Traynor was later let go. With at least two people back in Dublin in Garda custody ready to inform on Ireland's major criminal gang of the last three years, Traynor is in a tricky position. He must surely be suspected of many crimes in the Republic. He has a history of helping gardai with small queries, and was a source of information for Ms Guerin on the criminal underworld, before their relationship soured when she accused him of being a drug dealer.

Now everyone can see that while both he and Meehan were nabbed in Amsterdam, only Meehan has to stay in a cell awaiting extradition. Traynor is suddenly out. Gardai have formally denied they have made any arrangement with him in return for information.

Traynor is thought to have left Amsterdam almost as soon as he was released last weekend. Gardai say they were not yet ready to seek his extradition. In any event, he is not considered the brightest or most resourceful of men. "He'll show up again," says one garda. "We can probably get him easily enough if we want him."

Back in Dublin, a drugs business turning over millions of pounds a week has been dismantled by the Garda.
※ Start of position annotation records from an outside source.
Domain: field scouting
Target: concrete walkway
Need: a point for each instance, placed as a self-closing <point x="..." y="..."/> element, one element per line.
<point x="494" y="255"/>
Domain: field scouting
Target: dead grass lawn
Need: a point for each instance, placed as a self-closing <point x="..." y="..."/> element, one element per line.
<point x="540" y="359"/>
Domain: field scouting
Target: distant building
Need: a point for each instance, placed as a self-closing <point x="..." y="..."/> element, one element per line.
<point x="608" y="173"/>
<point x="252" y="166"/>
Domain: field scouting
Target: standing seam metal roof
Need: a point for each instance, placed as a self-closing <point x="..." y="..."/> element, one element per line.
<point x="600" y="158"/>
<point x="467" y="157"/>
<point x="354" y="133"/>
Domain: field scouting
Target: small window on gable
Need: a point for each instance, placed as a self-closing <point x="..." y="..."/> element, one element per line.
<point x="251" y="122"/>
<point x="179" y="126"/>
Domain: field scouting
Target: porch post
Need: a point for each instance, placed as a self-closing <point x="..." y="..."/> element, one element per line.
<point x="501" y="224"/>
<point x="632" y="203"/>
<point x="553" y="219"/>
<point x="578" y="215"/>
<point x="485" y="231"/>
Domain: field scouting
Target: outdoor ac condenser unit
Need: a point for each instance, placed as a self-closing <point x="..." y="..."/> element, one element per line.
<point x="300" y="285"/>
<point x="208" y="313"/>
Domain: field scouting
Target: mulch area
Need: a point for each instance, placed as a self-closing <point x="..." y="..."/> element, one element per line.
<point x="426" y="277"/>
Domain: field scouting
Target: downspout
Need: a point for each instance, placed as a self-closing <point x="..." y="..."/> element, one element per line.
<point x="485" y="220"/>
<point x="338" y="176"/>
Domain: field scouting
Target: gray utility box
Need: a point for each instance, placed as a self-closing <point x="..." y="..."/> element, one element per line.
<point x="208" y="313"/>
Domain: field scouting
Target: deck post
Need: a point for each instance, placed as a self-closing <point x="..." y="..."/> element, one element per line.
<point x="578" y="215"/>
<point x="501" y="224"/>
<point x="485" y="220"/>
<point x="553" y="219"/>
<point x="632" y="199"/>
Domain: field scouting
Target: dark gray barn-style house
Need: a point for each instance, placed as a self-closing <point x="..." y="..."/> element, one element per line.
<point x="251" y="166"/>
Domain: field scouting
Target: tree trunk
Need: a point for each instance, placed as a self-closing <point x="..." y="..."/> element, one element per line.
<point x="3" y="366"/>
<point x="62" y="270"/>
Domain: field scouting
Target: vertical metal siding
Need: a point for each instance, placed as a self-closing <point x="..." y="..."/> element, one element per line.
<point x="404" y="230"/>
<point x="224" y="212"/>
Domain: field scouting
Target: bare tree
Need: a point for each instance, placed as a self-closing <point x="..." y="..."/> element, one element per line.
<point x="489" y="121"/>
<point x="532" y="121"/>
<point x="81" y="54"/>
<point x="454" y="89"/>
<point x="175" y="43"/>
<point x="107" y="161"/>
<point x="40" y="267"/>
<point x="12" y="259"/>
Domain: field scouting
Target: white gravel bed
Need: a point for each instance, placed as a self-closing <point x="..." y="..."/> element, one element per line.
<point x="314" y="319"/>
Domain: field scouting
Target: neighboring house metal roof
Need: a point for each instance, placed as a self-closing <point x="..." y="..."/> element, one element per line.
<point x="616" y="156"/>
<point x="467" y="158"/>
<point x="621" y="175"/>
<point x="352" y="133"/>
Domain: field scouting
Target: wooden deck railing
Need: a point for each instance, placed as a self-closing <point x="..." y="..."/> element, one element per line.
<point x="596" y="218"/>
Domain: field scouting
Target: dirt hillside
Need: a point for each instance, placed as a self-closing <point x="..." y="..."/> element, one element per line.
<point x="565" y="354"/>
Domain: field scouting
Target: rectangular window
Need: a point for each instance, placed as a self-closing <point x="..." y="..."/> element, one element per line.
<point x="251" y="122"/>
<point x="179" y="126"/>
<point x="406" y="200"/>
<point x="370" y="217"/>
The State has put an unprecedented effort into its response to organised crime. More than 100 guns have been found by detectives, the Criminal Assets Bureau is now routinely seizing houses, freezing cash in bank accounts, forcing previously hidden magnates into court and into arguments with each other over who was involved in which financial transaction.
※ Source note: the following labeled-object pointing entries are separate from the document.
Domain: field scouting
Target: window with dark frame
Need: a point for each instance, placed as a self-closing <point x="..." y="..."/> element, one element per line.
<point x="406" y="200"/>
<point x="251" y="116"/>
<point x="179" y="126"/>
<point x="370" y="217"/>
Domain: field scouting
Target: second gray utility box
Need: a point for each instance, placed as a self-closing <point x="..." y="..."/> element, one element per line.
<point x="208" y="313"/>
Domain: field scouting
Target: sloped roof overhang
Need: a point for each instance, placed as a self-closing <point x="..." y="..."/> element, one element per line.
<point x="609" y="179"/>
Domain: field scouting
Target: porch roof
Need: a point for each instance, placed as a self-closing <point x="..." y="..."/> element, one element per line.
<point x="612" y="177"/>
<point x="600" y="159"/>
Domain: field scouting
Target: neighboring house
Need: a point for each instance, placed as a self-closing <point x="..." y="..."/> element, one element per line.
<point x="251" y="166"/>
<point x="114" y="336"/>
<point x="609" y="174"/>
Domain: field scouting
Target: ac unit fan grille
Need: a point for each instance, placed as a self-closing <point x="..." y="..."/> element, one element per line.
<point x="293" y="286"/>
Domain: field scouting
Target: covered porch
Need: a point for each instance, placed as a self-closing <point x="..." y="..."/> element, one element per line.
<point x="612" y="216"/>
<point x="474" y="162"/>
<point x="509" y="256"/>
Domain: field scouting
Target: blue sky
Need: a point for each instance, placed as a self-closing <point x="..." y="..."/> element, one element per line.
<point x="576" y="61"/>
There is no-one - in Government, the Garda, or the drug trade - who believes the illegal drugs business is smashed. So long as there is a demand for drugs, there will always be someone ready to supply them.

More than half the 600 people crammed into Mountjoy jail - mainly for drugs-related offences - come from just six deprived areas of Dublin. The link between drugs and disadvantage was never clearer, but to redress the balance would require a redistribution of wealth and opportunity so momentous it cannot even be contemplated. It could not come within the scope of even the most flowery of presidential campaign speeches.

The Government has allocated up to £20 million for schemes in these areas aimed at turning children away from drugs - a fortune compared to two years ago, but still less than 5 per cent of the annual law-and-order budget.

So at least those gathering for the Caribbean wedding can be assured that while their trade has been disrupted by the Garda, the market will still be there if the pressure eases. Meanwhile, they can toast the happy couple . . . and absent friends.